Kisah ini diceritakan oleh seorang ustadzah : ..
Hari
 itu aku pergi ke sebuah klinik. Setelah mengambil nomor antrian, aku 
pun duduk menunggu giliranku. Sekonyong-konyong masuklah seorang gadis 
cantik. Sayang sekali, dia tidak mengenakan jilbab. Sebaliknya, 
berdandan menor. Gadis itu pun mengambil nomor, lalu duduk tidak jauh 
dariku.
Entah
 mengapa, ada sebuah dorongan dalam diriku untuk menyampaikan sekedar 
sebuah nasehat kepadanya. Akhirnya setelah cukup lama diliputi 
kebimbangan, aku pun menasehatinya dengan selembut mungkin. Aku jelaskan
 kepadanya perintah Allah yang telah dilanggarnya. Namun reaksinya 
benar-benar tak kuduga. la membentakku dengan suara keras.
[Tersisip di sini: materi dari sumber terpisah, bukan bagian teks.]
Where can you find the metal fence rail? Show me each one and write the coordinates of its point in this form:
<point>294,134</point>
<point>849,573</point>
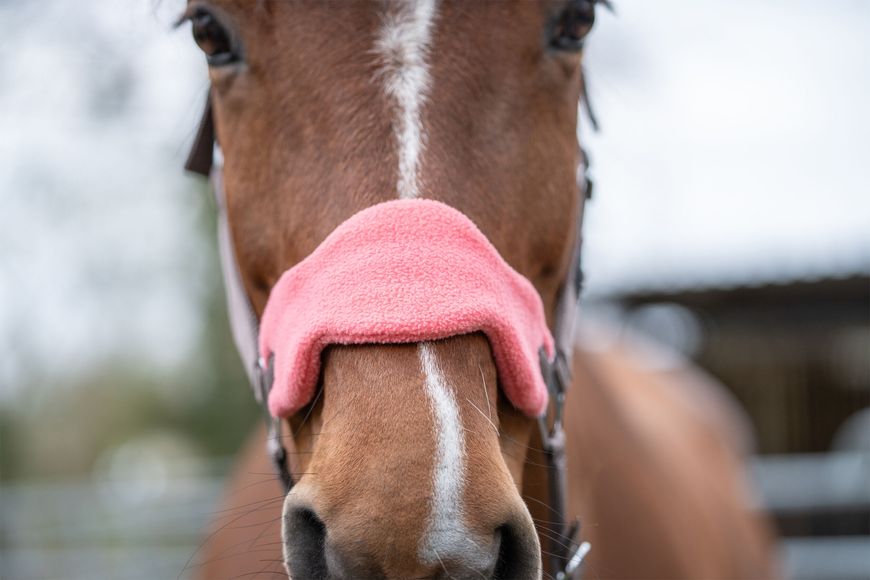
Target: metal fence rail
<point>86,530</point>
Ia marah karena -menurutnya- aku terlalu ikut campur dengan apa yang ia kenakan.
“Aku bebas melakukan dan mengenakan apa yang aku mau!!” ujarnya.
Akhirnya,
 aku pun kembali ke tempat dudukku. Namun dorongan dan bisikan itu 
kembali mengusik hatiku: “Mengapa aku tidak menyampaikan soal kematian 
-sang penghancur segala kenikmatan- kepadanya?”
Aku
 pun memberanikan diri kembali mendekatinya. Dengan sesungging senyum 
aku memintanya untuk menjawab satu pertanyaan saja dariku.
“Silahkan,” ujarnya.
“Jika saja saat ini Sang Malaikat pencabut nyawa mendatangimu, apa yang akan engkau katakan padanya?” tanyaku.
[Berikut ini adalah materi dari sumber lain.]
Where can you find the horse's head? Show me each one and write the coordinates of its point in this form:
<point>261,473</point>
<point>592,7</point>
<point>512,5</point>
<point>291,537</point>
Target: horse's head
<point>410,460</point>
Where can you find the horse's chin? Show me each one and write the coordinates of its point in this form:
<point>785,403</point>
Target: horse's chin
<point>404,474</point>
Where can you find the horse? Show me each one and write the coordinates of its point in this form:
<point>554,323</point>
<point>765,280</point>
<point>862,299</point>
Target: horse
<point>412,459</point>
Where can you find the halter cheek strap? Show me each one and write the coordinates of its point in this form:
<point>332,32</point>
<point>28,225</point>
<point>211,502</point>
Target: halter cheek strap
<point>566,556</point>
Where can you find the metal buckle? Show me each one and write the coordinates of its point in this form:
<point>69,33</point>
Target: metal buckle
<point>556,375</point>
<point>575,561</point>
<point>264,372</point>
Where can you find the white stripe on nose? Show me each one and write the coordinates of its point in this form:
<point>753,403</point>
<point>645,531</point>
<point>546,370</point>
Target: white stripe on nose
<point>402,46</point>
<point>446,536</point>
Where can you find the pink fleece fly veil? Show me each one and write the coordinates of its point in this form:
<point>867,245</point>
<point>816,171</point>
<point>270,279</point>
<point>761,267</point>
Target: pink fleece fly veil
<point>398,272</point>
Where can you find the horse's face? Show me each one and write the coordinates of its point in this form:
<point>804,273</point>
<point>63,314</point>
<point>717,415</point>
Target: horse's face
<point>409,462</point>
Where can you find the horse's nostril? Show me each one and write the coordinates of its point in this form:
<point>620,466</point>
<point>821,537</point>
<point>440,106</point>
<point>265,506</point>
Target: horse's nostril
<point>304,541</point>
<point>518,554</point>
Ia pun menjawab -duhai, andai saja ia tidak menjawabnya- dengan penuh cemooh: “Aku akan mengatakan kepadanya: ‘Hush .. hush!”
Jawaban
 itu seperti petir menyambarku. Namun beruntunglah nomor antrianku 
muncul di layar. Dan aku pun masuk menemui sang dokter dengan hati yang 
dipenuhi keterkejutan. Bagaimana mungkin seorang manusia bisa sedemikian
 sombong dengan mengucapkan kata-kata seperti itu?
Setelah
 menjalani semua pemeriksaan, aku pun keluar dari ruang dokter. Di luar 
sang, aku dikejutkan dengan kerumunan pasien dan perawat yang silih 
berganti mengucapkan: ‘Inna lillahi wa inna ilaihi raji’un‘. 
Saat
 aku mendekat, betapa terkejutnya aku. Apa yang kulihat? Yang kulihat 
adalah gadis itu. Ia terkulai dan tergeletak di situ dalam keadaan tidak
 bernyawa lagi. Rupanya hari itu adalah hari terakhirnya. 
Dan
 semua bisikan-bisikan yang memenuhi hatiku tadi tidak lain adalah untuk
 memberinya kesempatan. Yah, Allah masih memberinya kesempatan untuk 
-setidaknya- meniatkan taubatnya. Tapi sayang sekali, ia tidak 
menggunakan kesempatan terakhir itu. Malaikat maut datang, dan ia tidak 
mampu mengucapkan sepatah kata pun padanya
Kisah ini adalah hadiah untuk mereka yang tertipu dengan angan-angan dan obsesi hidup lebih lama di dunia!!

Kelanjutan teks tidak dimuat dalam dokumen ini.